Bruxelles, 11/03/2016 (Agence Europe) - Le groupe PPE a adopté, mardi 8 mars, en réunion de groupe à Strasbourg, une déclaration politique pour renforcer la compétitivité de l'économie européenne, qui se concentre en particulier sur celle des PME.
La déclaration a été débattue la semaine précédente, jeudi 3 mars, à Cologne. L'initiative est partie de la délégation allemande du PPE qui, accueillant la réunion du groupe à Cologne, avait proposé de mettre ce point au débat, explique une source parlementaire. « La déclaration, qui reste somme toute assez générale, n'est pas à articuler avec un calendrier européen, mais plutôt avec le lieu même de la réunion », poursuit-elle, précisant que la Rhénanie-du-Nord-Westphalie est une région hautement industrialisée. Il faut considérer ce document comme une feuille de route politique pour les mois et années à venir. Le groupe PPE y développe une série de mesures qui abordent tour à tour les initiatives phares de la Commission européenne, entre autres, la stratégie numérique et du marché unique, l'Union de l'énergie, l'Union des marchés de capitaux.
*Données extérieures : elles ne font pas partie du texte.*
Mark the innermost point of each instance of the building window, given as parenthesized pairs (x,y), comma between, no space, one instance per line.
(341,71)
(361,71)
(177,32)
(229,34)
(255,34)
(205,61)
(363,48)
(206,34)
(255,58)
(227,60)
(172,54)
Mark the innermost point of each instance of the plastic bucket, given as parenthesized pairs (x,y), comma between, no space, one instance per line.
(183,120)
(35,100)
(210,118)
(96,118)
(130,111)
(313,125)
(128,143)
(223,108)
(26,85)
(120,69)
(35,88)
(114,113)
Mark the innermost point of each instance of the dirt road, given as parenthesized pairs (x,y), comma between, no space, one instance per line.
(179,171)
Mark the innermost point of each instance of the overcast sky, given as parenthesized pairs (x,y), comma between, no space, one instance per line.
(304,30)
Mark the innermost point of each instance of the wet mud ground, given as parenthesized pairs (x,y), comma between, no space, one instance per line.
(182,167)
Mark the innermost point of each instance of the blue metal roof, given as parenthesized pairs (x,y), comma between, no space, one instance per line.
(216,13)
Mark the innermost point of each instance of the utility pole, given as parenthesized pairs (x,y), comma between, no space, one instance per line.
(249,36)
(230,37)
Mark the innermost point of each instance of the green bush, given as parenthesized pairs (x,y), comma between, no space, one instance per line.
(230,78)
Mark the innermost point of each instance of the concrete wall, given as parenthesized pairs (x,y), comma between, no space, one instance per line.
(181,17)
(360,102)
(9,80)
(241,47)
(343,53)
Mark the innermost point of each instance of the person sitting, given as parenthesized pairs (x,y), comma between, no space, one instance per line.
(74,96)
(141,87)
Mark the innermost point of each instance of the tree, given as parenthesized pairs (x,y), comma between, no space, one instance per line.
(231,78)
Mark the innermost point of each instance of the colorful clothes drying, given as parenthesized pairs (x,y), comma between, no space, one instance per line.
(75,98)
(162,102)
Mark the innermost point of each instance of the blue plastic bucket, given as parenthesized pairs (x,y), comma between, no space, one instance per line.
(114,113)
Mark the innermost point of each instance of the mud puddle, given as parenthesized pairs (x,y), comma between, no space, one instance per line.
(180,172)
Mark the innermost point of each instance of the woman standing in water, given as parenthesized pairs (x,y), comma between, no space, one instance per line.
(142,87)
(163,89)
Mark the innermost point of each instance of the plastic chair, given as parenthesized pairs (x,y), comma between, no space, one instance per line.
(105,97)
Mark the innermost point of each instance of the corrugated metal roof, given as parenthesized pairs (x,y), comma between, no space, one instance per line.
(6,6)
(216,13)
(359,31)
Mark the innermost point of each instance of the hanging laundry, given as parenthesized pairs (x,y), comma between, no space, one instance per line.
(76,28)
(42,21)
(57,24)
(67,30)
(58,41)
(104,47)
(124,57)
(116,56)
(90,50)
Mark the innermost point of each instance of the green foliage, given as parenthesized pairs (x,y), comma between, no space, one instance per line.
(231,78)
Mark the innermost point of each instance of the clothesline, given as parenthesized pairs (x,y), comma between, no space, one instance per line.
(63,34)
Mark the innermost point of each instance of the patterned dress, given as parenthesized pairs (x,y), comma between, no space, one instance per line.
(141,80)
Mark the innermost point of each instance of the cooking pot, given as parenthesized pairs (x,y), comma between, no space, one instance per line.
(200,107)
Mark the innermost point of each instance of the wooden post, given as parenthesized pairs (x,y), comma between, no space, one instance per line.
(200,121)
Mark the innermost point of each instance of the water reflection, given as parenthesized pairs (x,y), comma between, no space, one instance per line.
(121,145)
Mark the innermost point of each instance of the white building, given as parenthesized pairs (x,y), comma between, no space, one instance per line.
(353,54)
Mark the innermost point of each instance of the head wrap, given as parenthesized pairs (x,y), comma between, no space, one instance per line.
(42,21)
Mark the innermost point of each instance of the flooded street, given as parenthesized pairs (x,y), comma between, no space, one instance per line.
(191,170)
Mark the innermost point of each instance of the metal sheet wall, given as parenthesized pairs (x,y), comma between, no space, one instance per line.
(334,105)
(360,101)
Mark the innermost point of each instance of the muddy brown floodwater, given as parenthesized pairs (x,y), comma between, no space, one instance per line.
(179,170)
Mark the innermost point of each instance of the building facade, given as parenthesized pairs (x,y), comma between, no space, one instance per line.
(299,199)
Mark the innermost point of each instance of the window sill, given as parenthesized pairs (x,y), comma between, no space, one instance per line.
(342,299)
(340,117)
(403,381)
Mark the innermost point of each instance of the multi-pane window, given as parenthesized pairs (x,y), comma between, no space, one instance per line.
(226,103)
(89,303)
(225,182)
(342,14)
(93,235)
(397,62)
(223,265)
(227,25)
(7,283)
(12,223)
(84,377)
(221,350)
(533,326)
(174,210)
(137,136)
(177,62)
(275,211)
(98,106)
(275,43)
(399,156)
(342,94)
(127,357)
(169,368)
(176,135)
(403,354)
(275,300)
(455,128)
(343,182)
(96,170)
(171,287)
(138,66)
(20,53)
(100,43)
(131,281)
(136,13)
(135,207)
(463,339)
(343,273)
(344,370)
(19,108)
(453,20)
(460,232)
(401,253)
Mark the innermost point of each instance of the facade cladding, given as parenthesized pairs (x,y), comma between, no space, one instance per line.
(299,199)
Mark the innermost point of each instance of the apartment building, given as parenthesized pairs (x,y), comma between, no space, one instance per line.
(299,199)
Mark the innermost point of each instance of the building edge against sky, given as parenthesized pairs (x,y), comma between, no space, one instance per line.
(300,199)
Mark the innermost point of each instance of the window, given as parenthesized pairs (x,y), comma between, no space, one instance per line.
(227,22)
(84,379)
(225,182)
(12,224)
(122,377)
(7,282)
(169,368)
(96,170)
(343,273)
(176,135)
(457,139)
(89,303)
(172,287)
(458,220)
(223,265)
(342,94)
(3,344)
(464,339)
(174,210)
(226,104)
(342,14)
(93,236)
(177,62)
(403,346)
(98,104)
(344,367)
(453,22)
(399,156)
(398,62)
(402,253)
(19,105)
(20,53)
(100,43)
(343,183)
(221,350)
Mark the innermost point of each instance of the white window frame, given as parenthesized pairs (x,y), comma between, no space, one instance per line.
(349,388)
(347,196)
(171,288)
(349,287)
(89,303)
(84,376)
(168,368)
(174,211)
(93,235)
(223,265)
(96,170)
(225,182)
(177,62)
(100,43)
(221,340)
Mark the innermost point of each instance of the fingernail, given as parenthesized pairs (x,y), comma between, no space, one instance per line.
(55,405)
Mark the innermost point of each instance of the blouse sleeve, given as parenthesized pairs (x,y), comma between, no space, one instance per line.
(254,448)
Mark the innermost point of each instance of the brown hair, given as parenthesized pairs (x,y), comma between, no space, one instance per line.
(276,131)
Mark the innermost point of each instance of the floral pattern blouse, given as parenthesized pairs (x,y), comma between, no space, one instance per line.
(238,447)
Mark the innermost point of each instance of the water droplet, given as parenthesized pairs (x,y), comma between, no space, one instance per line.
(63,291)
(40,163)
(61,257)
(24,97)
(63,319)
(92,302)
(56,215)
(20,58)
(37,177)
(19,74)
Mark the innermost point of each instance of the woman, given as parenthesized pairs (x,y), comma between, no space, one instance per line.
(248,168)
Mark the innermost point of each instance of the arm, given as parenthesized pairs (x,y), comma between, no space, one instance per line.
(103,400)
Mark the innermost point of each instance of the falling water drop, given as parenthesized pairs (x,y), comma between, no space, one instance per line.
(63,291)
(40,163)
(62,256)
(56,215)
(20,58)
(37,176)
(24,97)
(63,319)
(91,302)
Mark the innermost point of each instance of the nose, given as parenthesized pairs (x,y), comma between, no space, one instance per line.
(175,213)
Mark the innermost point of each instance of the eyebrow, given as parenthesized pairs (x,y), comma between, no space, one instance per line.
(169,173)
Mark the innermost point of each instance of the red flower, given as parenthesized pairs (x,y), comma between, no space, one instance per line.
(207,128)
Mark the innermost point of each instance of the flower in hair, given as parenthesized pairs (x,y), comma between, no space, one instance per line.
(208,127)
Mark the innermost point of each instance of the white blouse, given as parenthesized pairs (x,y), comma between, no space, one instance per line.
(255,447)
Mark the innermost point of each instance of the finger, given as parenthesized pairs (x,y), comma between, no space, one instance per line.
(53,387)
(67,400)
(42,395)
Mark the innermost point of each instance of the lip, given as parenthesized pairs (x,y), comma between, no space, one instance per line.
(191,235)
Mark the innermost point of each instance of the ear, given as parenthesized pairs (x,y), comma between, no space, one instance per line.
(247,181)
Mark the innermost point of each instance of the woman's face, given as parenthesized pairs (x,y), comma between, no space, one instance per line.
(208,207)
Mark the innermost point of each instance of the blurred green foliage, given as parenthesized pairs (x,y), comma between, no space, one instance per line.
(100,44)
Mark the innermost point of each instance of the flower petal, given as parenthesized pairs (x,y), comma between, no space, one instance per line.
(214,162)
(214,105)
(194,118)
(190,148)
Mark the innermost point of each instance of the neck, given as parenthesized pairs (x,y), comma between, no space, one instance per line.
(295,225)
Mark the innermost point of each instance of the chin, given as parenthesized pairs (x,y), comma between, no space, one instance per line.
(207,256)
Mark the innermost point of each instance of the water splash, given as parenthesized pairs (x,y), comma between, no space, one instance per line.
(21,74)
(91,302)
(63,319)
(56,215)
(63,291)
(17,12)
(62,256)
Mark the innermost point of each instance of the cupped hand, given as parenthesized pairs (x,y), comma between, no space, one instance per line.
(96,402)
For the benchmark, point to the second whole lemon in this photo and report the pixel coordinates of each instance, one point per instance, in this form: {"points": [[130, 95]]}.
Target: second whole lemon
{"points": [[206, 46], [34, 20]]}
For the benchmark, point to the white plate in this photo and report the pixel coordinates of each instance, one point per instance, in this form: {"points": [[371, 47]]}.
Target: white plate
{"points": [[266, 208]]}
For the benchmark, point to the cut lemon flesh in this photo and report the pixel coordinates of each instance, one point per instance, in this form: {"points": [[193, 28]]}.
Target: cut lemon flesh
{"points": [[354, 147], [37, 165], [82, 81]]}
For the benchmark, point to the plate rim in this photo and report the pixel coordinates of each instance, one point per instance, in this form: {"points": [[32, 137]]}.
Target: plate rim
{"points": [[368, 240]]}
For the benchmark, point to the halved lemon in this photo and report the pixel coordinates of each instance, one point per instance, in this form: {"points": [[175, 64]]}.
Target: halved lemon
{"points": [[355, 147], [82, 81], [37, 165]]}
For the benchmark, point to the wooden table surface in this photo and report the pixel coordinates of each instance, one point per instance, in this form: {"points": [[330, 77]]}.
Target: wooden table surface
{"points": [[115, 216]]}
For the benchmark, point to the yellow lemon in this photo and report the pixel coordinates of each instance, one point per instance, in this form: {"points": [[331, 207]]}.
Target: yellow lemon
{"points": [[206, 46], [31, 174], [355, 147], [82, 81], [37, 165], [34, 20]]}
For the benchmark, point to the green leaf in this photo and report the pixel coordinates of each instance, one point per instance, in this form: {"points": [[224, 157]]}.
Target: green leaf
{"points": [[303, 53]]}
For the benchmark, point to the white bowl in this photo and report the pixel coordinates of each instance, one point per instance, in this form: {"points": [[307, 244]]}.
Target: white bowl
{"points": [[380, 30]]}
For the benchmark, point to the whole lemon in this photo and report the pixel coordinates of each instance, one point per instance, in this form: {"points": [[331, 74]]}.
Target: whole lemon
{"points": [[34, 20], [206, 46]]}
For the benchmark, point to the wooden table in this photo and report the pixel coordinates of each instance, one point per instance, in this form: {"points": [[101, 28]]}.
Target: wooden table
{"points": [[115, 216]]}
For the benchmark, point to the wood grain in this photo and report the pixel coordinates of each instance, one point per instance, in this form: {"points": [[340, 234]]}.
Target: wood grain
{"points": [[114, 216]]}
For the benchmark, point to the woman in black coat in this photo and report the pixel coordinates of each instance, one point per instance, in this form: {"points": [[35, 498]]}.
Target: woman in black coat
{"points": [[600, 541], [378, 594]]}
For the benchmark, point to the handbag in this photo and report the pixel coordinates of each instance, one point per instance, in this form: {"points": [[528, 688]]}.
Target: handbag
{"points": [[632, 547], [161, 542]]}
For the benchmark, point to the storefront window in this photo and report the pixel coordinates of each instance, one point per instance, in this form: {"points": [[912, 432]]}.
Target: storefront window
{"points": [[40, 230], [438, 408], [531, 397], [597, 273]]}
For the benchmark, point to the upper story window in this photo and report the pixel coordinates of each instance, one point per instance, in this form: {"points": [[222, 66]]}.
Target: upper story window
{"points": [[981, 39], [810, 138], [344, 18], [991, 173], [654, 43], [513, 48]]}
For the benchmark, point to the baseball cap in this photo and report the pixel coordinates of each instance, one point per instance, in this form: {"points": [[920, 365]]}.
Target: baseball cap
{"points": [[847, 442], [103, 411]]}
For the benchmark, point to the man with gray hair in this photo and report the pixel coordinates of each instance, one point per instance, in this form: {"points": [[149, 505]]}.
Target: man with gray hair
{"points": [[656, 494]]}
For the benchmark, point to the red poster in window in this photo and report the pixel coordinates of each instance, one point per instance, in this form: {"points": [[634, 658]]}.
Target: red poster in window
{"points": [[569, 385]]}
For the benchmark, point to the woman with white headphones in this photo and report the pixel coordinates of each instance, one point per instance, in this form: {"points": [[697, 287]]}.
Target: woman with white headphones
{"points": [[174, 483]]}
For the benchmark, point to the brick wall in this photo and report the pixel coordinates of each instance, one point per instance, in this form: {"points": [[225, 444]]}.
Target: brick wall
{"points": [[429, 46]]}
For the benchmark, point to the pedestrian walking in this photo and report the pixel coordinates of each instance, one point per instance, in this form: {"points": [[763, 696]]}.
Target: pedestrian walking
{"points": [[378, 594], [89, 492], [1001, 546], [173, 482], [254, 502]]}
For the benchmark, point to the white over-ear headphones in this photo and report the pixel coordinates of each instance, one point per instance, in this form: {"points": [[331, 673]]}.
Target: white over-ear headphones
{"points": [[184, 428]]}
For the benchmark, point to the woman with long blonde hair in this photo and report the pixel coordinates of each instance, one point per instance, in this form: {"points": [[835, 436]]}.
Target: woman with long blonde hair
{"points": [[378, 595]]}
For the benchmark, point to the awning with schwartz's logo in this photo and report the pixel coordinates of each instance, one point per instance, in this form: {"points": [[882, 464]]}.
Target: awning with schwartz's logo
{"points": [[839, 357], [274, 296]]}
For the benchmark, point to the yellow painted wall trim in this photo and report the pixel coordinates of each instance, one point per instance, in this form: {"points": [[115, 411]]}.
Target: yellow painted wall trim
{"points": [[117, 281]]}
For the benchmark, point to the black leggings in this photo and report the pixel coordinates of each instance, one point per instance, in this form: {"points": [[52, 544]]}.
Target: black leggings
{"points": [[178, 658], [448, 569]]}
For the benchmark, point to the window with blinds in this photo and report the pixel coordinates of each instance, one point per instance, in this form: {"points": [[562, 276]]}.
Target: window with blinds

Le texte ouvre ainsi sur la nécessité de respecter le pacte de stabilité et de réduire impérativement les dettes souveraines. Un point qui a fait de façon surprenante consensus lors des débats, explique une source, malgré les situations nationales très divergentes. Dernièrement, la France a été pointée par la Commission européenne pour son déséquilibre macro-économique « excessif » (EUROPE 11507).
Le PPE insiste ensuite sur la nécessité de respecter les principes de subsidiarité et de proportionnalité, laissant la surveillance des marchés des biens à la discrétion des États membres et à la Commission le soin de renforcer le processus du Semestre européen. Sur la politique de concurrence, il demande une application stricte de la législation européenne en ce qui concerne les pratiques déloyales.
En lien avec la stratégie pour le marché unique (EUROPE 11417) et du marché unique numérique (EUROPE 11309), les parlementaires exhortent les États à préserver l'espace Schengen, malgré la crise des réfugiés. Sur l'aspect purement numérique, le groupe insiste sur la nécessité de lutter contre le géo-blocage, se plaçant en dissonance avec la position des entreprises (EUROPE 11498).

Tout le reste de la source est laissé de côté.